Women displaced from Afrin demand UN takes action against Turkish violations
Qamishli – North-Press Agency
On Monday, a group of women displaced from Afrin, northwestern Syria, and their supporters gathered in front of the UN headquarters to demand that the United Nations take action regarding the Turkish state’s violations against women in Afrin.
The Turkish state and its affiliated armed opposition groups invaded Afrin in October 2018, and have been occupying the region since the time. Turkish armed forces and opposition militants loyal to Turkey have been accused of carrying out various types of violations, including theft, kidnapping, torture, and murder, against the indigenous Kurdish population of the region.
The women gathered in front of the United Nations High Commissioner for Refugees (UNHCR) headquarters in Qamishli, northeastern Syria, and read out their demands to the UN in Kurdish and Arabic.

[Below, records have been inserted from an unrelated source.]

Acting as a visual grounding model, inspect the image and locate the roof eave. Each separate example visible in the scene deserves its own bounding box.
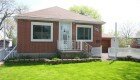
[15,16,105,25]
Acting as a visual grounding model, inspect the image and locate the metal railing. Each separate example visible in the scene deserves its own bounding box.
[3,46,17,60]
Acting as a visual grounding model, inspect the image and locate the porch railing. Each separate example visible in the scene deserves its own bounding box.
[3,46,17,60]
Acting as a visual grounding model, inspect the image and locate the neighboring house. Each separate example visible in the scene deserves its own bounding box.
[0,40,10,49]
[131,36,140,48]
[15,7,104,55]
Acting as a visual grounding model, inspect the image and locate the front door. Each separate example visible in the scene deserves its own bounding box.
[59,22,72,50]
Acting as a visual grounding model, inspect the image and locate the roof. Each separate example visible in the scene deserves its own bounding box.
[15,6,105,24]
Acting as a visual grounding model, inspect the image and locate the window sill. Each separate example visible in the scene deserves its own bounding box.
[31,39,53,42]
[76,40,93,42]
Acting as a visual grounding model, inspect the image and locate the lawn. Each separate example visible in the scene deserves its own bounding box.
[0,61,140,80]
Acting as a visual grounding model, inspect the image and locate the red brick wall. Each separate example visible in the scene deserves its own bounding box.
[72,23,102,47]
[17,19,101,53]
[17,20,59,53]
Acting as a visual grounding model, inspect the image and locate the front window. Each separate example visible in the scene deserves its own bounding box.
[31,22,53,41]
[77,25,93,41]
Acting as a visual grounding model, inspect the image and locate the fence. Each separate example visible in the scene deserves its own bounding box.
[108,47,140,59]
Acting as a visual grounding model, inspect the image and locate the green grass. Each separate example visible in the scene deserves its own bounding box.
[0,61,140,80]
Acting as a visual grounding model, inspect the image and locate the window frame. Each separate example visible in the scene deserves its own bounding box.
[137,38,140,45]
[31,22,53,42]
[76,24,93,42]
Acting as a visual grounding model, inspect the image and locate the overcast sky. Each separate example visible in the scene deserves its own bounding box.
[16,0,140,33]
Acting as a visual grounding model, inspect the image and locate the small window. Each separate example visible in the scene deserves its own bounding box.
[77,25,93,41]
[31,22,53,41]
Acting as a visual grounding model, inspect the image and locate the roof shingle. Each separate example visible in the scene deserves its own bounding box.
[16,6,105,24]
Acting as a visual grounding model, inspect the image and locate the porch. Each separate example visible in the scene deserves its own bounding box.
[57,40,102,59]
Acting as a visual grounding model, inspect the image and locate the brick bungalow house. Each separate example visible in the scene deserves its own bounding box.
[15,7,104,55]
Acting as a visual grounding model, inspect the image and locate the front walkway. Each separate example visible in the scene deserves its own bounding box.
[0,61,4,66]
[101,53,109,61]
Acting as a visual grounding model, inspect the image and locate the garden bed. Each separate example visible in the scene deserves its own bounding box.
[6,58,101,64]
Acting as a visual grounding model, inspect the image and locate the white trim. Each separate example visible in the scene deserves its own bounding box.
[31,22,53,42]
[76,24,93,42]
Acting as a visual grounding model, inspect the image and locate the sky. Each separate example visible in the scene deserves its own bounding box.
[16,0,140,33]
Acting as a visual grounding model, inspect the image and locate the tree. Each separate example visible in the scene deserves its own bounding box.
[136,31,140,37]
[70,6,101,20]
[119,23,135,47]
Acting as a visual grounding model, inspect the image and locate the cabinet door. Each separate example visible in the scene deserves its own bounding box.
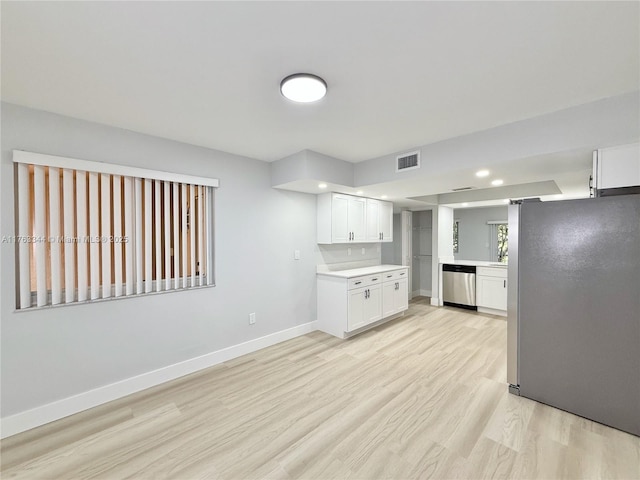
[347,288,368,332]
[382,280,398,318]
[394,278,409,313]
[364,284,382,324]
[331,194,350,243]
[378,202,393,242]
[366,198,381,242]
[347,197,367,242]
[476,275,507,310]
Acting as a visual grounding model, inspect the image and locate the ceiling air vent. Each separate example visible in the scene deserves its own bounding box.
[396,150,420,172]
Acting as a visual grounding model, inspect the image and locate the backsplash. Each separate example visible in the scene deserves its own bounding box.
[316,243,382,271]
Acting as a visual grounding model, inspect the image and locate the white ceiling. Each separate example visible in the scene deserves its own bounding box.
[1,1,640,205]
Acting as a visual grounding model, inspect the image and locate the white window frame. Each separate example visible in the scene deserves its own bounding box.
[12,150,219,311]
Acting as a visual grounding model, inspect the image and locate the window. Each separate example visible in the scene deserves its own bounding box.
[453,220,460,253]
[489,221,509,263]
[11,151,218,309]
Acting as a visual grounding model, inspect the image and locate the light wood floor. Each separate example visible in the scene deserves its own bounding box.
[2,299,640,480]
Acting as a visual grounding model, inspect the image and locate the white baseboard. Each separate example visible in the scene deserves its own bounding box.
[0,321,317,438]
[478,307,507,317]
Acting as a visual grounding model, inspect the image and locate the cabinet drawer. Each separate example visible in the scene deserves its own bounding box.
[348,273,384,290]
[381,269,408,282]
[476,267,507,278]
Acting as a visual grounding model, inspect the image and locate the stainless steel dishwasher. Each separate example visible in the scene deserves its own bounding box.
[442,263,478,310]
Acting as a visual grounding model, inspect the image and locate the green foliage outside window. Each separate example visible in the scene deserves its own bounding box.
[498,223,509,263]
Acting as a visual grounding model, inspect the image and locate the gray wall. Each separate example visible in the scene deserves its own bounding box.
[453,205,507,261]
[0,104,317,417]
[382,213,402,265]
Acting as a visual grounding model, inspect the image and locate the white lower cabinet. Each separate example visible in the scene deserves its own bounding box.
[382,278,409,317]
[318,268,409,338]
[347,285,382,331]
[476,267,507,315]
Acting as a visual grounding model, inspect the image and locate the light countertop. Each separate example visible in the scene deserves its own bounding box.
[442,260,508,268]
[317,265,409,278]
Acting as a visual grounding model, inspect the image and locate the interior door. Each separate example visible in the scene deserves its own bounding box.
[400,211,413,295]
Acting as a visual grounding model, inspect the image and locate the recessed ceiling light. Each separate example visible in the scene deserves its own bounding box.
[280,73,327,103]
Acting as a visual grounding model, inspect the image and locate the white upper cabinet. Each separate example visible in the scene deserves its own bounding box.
[380,202,393,242]
[317,193,393,244]
[593,143,640,191]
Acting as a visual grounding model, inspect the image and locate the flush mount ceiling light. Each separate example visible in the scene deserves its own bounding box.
[280,73,327,103]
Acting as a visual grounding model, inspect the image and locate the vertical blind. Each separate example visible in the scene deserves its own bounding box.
[13,151,218,309]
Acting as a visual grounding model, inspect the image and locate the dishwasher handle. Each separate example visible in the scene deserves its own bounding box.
[442,263,476,273]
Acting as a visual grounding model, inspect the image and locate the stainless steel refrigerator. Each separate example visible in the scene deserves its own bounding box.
[507,195,640,435]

The crowd held up pictures of victims of Turkish violations in Afrin, including that of Hevrin Khalaf, who was murdered and had her body mutilated by Turkish-backed militants on the M4 highway in October last year. Participants also raised signs in Kurdish Arabic, English, and French, which included the phrases “UN, where are you?”, and “UN stop Turkish crime”, in addition to olive branches, which are a commonly-used symbol of the olive-rich Afrin region. After the letter was read, the crowd chanted “Long live the Afrin resistance” and “Without Afrin, there is no life” in Kurdish.
Gulistan Sido, chair of Public Relations for Rojava University and herself a former resident of Afrin, discussed the women’s demands for the UN, stating that “we want international powers to put pressure on Turkey to leave Afrin, along with their armed groups, and we also demand that these [armed opposition groups] are placed on the international terror list.”

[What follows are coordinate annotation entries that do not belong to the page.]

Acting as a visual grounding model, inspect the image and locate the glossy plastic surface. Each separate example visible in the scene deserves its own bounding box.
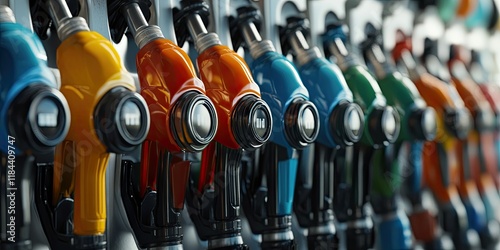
[298,58,354,148]
[196,45,260,149]
[250,52,309,215]
[377,72,427,142]
[53,31,135,235]
[479,83,500,189]
[136,38,205,197]
[0,23,57,153]
[343,66,387,145]
[250,52,309,148]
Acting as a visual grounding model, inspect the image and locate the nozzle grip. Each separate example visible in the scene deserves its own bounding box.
[73,144,109,235]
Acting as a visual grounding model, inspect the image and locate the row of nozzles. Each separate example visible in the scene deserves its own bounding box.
[0,0,500,249]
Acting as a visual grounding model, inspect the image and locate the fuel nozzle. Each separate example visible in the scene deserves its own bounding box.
[408,107,437,141]
[46,0,89,41]
[444,108,472,140]
[329,102,364,146]
[280,16,364,146]
[231,95,272,149]
[0,5,16,23]
[280,16,322,66]
[0,5,71,249]
[367,106,400,145]
[94,87,149,154]
[8,83,70,152]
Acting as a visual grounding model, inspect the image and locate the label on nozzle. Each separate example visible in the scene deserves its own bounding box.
[299,107,316,138]
[253,106,269,138]
[191,102,213,138]
[35,97,63,139]
[345,109,362,137]
[120,100,141,137]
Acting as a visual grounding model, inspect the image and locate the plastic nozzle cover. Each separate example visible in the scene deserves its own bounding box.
[285,99,319,149]
[94,87,149,153]
[170,91,217,152]
[8,84,71,152]
[231,95,273,149]
[330,102,365,146]
[408,107,437,141]
[368,106,401,145]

The letter demanded information about and the release of women detained by the Turkish occupation, the formation of an international committee to investigate the violations and prosecute the perpetrators, and the allowance of media organizations to enter the Afrin region and document the reality of the occupation. The letter also called for the expulsion of extremist groups and their classification as terrorist organizations as well as the return of displaced people to their homes.
After the reading of the letter, Emina Sido, a displaced former resident of Afrin, strongly condemned the silence of humanitarian organizations to North-Press, saying, “You say, ‘we are humanitarian organizations’…where are your human rights? What have you done for Afrin?”
After the letter, which was addressed to the Secretary-General of the UN, the UN High Commissioner for Human Rights, and the chair of the UN’s Independent International Commission of Inquiry on the Syrian Arab Republic, was read, it was handed over to the UN offices.